ROCKETS FROM RUSSIA - An Indie Winter in St-Petersburg

2-99 Records, rappelez-vous, c’est le label au hérisson, celui de Georg Korg, ce Moscovite qui a sorti il y a peu Antology, une étonnante compilation de rap underground à la russe. Pour notre ami, cependant, ce disque n’était pas une première. Quelques mois plus tôt, mais en CD-R uniquement, il avait proposé un autre manifeste d’artistes de son pays, indie rock ceux-là, rassemblés sous le nom de Rockets from Russia, et il l’avait coédité avec un label français bien de chez nous, Dead Bees Records. Ceux qui auraient jeté une oreille sur le disque hip-hop ne seront pas surpris par cet Indie Winter in St-Petersburg. Non pas que les deux disques se ressemblent. Le seul point commun, c’est une touche de rap électronique sur la compilation rock (le "Don't Touch the Microphone" de Broken Sound et le "Tchush" de 2H Company). Cependant le jugement est à peu près le même pour les deux compilations : elles proposent de la musique plutôt bonne, parfois même excellente, mais pas franchement originale.

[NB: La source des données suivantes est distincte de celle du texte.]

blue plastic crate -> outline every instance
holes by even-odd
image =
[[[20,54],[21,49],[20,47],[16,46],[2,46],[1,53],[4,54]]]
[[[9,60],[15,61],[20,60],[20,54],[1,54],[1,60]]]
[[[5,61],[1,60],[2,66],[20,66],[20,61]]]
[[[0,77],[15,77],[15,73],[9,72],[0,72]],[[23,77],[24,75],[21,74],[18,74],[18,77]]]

ROCKETS FROM RUSSIA - An Indie Winter in St-Petersburg

Rocket from Russia, c’est tout un tas de groupes exclusivement russes (à l’exception des Finlandais d’Echo is Your Love), qui chantent soit en anglais, soit dans leur langue maternelle, et qui donnent dans un rock indé très fortement marqué par les années 90. Grunge, post-rock, slowcore, emo, noisy pop, néo-punk mélodique et hardcore légèrement teinté de metal, tous les genres dominants de la décennie précédente défilent sur ce disque et ils s’y taillent la part du lion. Les influences et les parallèles sont faciles à tracer avec des groupes établis. La pop électronique du "Video Monster" de Hot Zex, celle même qui ouvre le disque, se montre assez irrésistible, mais la comparaison avec New Order s’impose. Même air de déjà-vu avec l’intro du "Ritual March of Psychoparasite" d’Attester et du "Nothing Really Exists 2" d’Enola, qui rappellent Sonic Youth. Et celle du "Track 4" de Jumbo Jet a quelque chose de Hüsker Dü.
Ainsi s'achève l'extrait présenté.